3. Whenever possible try to avoid setting short term goals that build off each other. For example, what if I said I wanted to lose 30 pounds by the end of the year (short term goal #1) and then 60 pounds by the end of march (short term goal #2)? if I miss my first goal it gets that much harder to meet my second goal because the second goal assumes that I met the first. A better choice would be to set a goal to lose 30 pounds every 3 months.

4. Short term goals should be harder than the long term goal. The idea is to push yourself in these short bursts in order to set you up to reach your final goal. A goal of losing 6 pounds each month is tough and much more than needed to reach my ultimate goal. But by doing that I know that if I don’t meet my goal every month, I still have a chance to come out on top in the end.

5. Short term goals can be dynamic. You don’t have to set all of your short term goals at once. Instead you can wait to see how well you perform on one short term goal and then use that knowledge to adjust and set a new short term goal. Maybe after trying to lose 6 pounds each month for 3 months, you see that you missed you goal every month. You could then adjust for the next 3 month to a new level. It’s possible that the goal you set was not Realistic.


So what should you do when you meet your goals? For some people just the recognition that they achieved something they set out to do is reward enough. For the rest of us something more tangible is needed. Maybe a reward for losing weight could be to take trip you always wanted, or maybe you could buy new clothes. There’s a few things to keep in mind when deciding rewards:

First, rewards should be on the same scale as the goal. Taking a trip to Jamaica because you lost 5 pounds doesn’t seem to fit nor does buying a new ball cap after you lose 100. Maybe you can take that trip when you reach your final goal. Make sure your rewards fit your goals.

Also, rewards shouldn’t conflict with your ultimate goal. Eating a 5 gallon bucket of ice cream every time you lose 5 pounds is a sure fire way to keep you from losing 100. Now before I get a bunch of comments calling me a hypocrite because I said I would cut myself some slack on the weekends if I meet my weekly goal, let me clarify a little.

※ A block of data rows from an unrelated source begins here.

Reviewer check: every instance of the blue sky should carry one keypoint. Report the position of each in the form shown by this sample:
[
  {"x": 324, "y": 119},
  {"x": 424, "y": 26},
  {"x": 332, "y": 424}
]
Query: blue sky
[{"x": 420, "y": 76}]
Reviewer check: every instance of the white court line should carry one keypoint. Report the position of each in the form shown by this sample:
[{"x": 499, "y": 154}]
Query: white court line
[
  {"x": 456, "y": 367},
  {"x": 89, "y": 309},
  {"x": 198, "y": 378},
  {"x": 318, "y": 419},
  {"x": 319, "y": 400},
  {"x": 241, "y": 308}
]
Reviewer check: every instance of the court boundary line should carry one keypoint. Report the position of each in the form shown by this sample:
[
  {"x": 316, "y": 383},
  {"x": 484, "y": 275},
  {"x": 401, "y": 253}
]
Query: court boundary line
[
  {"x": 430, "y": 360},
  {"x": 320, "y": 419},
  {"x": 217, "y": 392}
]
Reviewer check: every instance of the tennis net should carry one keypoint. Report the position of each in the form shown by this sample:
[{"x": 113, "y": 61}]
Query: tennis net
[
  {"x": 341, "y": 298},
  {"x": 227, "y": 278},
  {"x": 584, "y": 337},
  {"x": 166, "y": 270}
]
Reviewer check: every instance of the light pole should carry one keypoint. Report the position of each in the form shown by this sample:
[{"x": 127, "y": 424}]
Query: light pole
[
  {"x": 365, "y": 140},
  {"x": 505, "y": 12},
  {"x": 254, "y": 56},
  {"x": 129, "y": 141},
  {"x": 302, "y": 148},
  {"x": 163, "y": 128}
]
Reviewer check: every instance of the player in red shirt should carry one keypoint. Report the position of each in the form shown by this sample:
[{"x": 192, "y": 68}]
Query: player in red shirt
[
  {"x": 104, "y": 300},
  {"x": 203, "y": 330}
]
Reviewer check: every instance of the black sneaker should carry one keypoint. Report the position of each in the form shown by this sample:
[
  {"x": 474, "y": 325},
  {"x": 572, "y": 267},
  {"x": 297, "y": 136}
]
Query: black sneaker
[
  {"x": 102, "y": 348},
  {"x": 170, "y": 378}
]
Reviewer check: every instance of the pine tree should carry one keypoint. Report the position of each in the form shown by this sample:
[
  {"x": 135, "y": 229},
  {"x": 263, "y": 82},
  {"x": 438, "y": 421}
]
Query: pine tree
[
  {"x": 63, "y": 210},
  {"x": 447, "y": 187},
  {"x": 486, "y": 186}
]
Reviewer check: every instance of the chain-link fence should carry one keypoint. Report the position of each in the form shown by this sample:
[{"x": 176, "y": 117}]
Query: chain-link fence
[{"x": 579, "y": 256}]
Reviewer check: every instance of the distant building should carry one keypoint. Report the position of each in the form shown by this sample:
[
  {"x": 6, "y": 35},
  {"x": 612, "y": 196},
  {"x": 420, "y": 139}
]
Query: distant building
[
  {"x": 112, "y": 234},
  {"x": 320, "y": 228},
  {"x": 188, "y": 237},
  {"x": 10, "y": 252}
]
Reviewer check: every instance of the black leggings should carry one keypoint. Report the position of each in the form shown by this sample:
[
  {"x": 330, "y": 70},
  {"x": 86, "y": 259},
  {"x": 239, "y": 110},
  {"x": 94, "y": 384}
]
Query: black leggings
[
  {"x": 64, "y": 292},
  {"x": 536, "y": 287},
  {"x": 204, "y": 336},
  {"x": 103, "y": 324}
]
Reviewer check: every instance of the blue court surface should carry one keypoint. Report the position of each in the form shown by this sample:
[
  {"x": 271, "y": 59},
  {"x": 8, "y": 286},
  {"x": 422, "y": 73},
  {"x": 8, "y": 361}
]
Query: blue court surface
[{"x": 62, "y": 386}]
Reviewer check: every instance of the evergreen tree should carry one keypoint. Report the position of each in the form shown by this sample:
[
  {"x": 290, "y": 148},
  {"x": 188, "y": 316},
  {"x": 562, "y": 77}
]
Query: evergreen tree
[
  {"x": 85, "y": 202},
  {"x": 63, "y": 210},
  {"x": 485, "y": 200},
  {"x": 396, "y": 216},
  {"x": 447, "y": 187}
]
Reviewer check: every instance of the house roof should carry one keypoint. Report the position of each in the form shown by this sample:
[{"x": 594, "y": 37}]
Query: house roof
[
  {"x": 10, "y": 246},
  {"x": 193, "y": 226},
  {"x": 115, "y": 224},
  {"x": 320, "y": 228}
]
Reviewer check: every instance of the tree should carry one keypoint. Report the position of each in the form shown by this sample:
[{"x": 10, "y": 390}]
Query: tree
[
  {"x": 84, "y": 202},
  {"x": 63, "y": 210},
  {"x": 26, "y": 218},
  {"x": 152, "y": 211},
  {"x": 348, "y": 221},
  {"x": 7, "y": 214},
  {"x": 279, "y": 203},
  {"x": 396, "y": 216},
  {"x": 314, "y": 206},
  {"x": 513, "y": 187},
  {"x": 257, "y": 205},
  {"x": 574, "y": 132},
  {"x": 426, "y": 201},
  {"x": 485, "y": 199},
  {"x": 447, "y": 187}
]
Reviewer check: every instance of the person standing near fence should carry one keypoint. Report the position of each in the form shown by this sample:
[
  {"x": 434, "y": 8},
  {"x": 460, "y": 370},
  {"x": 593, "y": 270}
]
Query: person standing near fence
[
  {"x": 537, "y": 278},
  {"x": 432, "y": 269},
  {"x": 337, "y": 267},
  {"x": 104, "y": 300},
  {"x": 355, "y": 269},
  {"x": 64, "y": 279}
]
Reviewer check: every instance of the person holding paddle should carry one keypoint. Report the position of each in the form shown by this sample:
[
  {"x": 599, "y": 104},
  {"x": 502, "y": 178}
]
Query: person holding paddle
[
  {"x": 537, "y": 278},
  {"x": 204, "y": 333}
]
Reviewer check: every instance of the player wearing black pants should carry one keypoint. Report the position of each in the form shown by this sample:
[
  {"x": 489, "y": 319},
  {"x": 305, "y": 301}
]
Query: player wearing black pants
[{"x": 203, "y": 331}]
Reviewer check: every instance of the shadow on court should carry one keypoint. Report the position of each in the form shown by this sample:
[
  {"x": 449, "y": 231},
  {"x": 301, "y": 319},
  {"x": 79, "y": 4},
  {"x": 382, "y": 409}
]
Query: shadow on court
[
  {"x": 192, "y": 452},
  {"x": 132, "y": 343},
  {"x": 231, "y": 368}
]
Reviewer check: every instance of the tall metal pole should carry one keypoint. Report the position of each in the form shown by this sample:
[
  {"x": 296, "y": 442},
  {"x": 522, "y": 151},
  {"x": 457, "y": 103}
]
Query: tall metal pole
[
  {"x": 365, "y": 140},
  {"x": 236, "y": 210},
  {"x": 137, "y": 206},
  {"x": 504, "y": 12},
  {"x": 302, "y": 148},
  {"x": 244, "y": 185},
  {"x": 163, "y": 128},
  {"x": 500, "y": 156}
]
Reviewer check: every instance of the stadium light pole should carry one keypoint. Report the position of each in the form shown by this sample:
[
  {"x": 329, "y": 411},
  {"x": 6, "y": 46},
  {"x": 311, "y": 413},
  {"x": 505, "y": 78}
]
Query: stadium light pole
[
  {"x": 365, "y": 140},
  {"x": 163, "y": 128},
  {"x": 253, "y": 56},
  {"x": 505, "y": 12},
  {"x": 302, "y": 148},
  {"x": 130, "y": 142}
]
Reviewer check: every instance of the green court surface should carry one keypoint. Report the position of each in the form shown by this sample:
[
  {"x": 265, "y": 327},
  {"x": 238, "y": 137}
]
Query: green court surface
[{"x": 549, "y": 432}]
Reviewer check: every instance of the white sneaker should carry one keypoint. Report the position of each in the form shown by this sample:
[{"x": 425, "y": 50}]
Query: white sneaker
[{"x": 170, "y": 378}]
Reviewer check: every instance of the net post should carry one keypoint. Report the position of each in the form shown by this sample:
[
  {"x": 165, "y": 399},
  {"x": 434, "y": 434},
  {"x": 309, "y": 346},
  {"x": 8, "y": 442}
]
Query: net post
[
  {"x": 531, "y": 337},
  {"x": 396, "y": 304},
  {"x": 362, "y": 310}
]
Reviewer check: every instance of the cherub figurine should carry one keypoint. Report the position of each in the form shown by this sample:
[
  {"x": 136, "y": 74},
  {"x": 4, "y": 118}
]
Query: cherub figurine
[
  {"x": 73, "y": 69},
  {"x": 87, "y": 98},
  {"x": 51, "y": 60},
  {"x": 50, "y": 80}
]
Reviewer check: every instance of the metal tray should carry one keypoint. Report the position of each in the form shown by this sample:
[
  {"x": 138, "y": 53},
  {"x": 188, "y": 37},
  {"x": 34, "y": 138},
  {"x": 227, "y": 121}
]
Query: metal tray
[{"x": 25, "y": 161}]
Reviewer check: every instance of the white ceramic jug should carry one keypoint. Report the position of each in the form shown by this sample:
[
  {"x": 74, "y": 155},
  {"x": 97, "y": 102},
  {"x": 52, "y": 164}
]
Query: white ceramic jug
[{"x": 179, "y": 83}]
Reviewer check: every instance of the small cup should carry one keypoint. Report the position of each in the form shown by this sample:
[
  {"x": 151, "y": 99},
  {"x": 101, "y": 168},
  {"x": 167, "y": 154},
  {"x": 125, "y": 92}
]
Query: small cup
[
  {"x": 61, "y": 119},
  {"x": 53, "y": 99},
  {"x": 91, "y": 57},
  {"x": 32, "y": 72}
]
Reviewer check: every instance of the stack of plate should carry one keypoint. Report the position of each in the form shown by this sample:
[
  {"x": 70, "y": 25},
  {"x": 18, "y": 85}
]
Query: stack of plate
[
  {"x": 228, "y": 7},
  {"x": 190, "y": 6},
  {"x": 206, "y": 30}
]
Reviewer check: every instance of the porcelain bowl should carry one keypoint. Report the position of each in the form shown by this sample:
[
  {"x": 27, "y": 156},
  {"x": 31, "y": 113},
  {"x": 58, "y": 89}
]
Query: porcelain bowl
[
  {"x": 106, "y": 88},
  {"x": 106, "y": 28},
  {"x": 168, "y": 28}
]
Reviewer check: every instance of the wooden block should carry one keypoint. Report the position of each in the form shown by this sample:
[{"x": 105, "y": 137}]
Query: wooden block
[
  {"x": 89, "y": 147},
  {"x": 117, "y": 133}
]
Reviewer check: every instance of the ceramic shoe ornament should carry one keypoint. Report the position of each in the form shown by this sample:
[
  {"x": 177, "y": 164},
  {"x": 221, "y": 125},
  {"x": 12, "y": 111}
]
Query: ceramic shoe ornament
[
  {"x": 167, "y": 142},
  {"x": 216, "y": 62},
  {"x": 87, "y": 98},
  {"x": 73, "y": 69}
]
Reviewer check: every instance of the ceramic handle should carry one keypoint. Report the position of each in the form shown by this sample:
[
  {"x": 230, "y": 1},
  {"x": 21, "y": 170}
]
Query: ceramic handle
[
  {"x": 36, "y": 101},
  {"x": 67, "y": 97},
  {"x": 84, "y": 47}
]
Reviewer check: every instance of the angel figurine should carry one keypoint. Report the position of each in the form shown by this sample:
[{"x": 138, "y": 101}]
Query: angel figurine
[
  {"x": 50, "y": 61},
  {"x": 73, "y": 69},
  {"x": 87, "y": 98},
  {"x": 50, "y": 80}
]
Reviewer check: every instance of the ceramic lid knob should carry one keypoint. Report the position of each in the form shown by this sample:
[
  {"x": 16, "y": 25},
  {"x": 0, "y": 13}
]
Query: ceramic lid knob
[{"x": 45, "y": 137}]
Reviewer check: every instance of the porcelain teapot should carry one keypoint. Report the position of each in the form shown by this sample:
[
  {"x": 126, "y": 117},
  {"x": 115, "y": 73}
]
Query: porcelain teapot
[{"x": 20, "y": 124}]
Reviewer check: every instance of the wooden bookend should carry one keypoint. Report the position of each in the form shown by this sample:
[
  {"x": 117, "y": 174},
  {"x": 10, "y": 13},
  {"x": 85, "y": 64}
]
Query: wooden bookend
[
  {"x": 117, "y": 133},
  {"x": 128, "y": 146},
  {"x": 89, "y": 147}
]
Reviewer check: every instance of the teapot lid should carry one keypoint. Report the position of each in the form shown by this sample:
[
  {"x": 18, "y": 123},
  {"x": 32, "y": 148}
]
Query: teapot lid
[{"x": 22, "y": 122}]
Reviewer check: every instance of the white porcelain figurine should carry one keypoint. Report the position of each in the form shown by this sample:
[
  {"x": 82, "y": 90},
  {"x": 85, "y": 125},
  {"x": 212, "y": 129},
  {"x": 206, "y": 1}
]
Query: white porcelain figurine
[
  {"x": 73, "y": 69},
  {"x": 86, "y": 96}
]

You need to give yourself a break once in a while. If you take things too seriously, eventually you will crack and then things get a lot worse. I’ve learned this painfully through experience. A little treat now and then is OK, but it shouldn’t be your driver for success. If you allow yourself to live a little now and then that’s OK. When I post my goals you will see that this minor indulgence is not the driver for my overall journey.